ダウラダル山脈には22の湖があると言われているが、その中でも特に神聖とされる湖が7つある。
・ラームダル(Lam Dal)
・ナーグダル(Nag Dal)
・カーリークンド(Kali Kund Dal)
・チャンドラクープ(Chander Koop Dal)
・ダムゴリダル(Dham Ghodi Dal)
・スックダル(Sukh Dal)
・ナーグチャットリダル(Naag Chatri Dal)
以下は、その中でもナーガの神の住処として神聖視されているナーグダルにまつわる、数個ある伝説のうちの一つである。
伝説
ナーグダル (Nag Dal 標高4350m)
今から約5000年前、ラジャスターン州にあるアルワール(Alwar)の国では干魃に困っていた。
アルワールの王国に雨を降らせるため、ヒマラヤ・ダウラダル山脈にある聖なる湖ナーグダルから水を持ってくるよう、司祭たちは国王バグスー(Bhagsu)に忠告。

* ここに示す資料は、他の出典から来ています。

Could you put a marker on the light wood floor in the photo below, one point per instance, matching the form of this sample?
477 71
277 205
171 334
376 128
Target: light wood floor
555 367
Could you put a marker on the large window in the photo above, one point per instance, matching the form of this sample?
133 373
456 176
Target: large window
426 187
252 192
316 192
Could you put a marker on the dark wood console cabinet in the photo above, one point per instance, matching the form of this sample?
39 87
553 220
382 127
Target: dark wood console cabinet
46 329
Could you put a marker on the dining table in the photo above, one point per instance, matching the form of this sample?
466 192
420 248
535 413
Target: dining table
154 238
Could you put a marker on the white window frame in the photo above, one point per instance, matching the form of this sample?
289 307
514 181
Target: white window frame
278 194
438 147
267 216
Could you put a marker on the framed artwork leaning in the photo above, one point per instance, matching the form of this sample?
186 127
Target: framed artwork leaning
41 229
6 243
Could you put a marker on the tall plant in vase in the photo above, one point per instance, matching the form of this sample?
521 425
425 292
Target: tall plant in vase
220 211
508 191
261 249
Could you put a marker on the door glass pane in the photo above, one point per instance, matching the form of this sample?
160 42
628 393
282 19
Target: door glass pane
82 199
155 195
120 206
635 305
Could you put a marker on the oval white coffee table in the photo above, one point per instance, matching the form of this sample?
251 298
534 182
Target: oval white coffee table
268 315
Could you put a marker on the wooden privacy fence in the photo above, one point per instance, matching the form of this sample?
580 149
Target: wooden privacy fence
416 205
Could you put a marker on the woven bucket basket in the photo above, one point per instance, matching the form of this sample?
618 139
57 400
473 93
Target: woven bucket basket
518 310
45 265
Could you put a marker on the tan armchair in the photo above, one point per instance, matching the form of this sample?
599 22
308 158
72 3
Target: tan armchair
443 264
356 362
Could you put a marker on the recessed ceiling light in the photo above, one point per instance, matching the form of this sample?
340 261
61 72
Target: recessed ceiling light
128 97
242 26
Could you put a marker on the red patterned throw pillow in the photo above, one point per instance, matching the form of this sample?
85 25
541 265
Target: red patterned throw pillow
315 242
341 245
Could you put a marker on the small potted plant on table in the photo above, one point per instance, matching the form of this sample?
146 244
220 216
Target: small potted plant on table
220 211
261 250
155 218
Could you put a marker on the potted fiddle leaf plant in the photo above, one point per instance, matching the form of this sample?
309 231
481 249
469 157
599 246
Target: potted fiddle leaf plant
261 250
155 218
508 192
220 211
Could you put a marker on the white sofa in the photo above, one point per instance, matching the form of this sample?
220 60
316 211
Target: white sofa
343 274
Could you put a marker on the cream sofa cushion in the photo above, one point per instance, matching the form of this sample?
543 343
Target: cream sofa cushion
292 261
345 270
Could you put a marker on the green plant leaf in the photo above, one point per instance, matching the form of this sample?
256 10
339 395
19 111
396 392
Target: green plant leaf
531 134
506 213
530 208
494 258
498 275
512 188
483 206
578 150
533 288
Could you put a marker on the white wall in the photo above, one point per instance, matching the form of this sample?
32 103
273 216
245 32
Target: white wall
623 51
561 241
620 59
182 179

バグスー王は、湖を訪問した。
精神的な修行を完成させ神通力を身に付けていたバグスー王は、一人で旅し、2日後にはダウラダル山脈の中の、魔法の水が湧き出ている湖に到着していた。そしてそのときナーガの神はそこに居なかった。
バグスーは盗みように自らのポットにその水を全て入れ、満足しながら帰途についた。
自分の棲家に戻ったナーガの神は、水が全くなくなっていることに気付き、そしてすぐにそれがバグスーの仕業であると気付いた。
ナーガの神は木の下で休憩していたバグスーに追い付き、そして魔法の水が入ったポットを取り返そうとする。
しかしバグスーはそれに抵抗し、取り合いになったところ、ポットから水が全て地面に飛び散ってしまった。
悲しみにくれたバグスーが事情を全てナーガに話したところ、ナーガは
その苦境を理解し、すぐにアルワールに雨を降らせたのだった。
そして地面に飛び散ってしまった魔法の水であるが、そこから水が湧き始めた。
ナーガの神は告げた----これからこの場所は、人々から聖地として祀られるべき場所となる。バグスーの名前を取って、Bhagsu Nag(バグスー・ナーグ) という名で。
このダウラダル山脈の高地に位置するナーグダル湖は、現在何百人もの人々が聖水を求めて訪れる。また、そのふもとにあるバグスーナーグの寺院も巡礼の地となっている。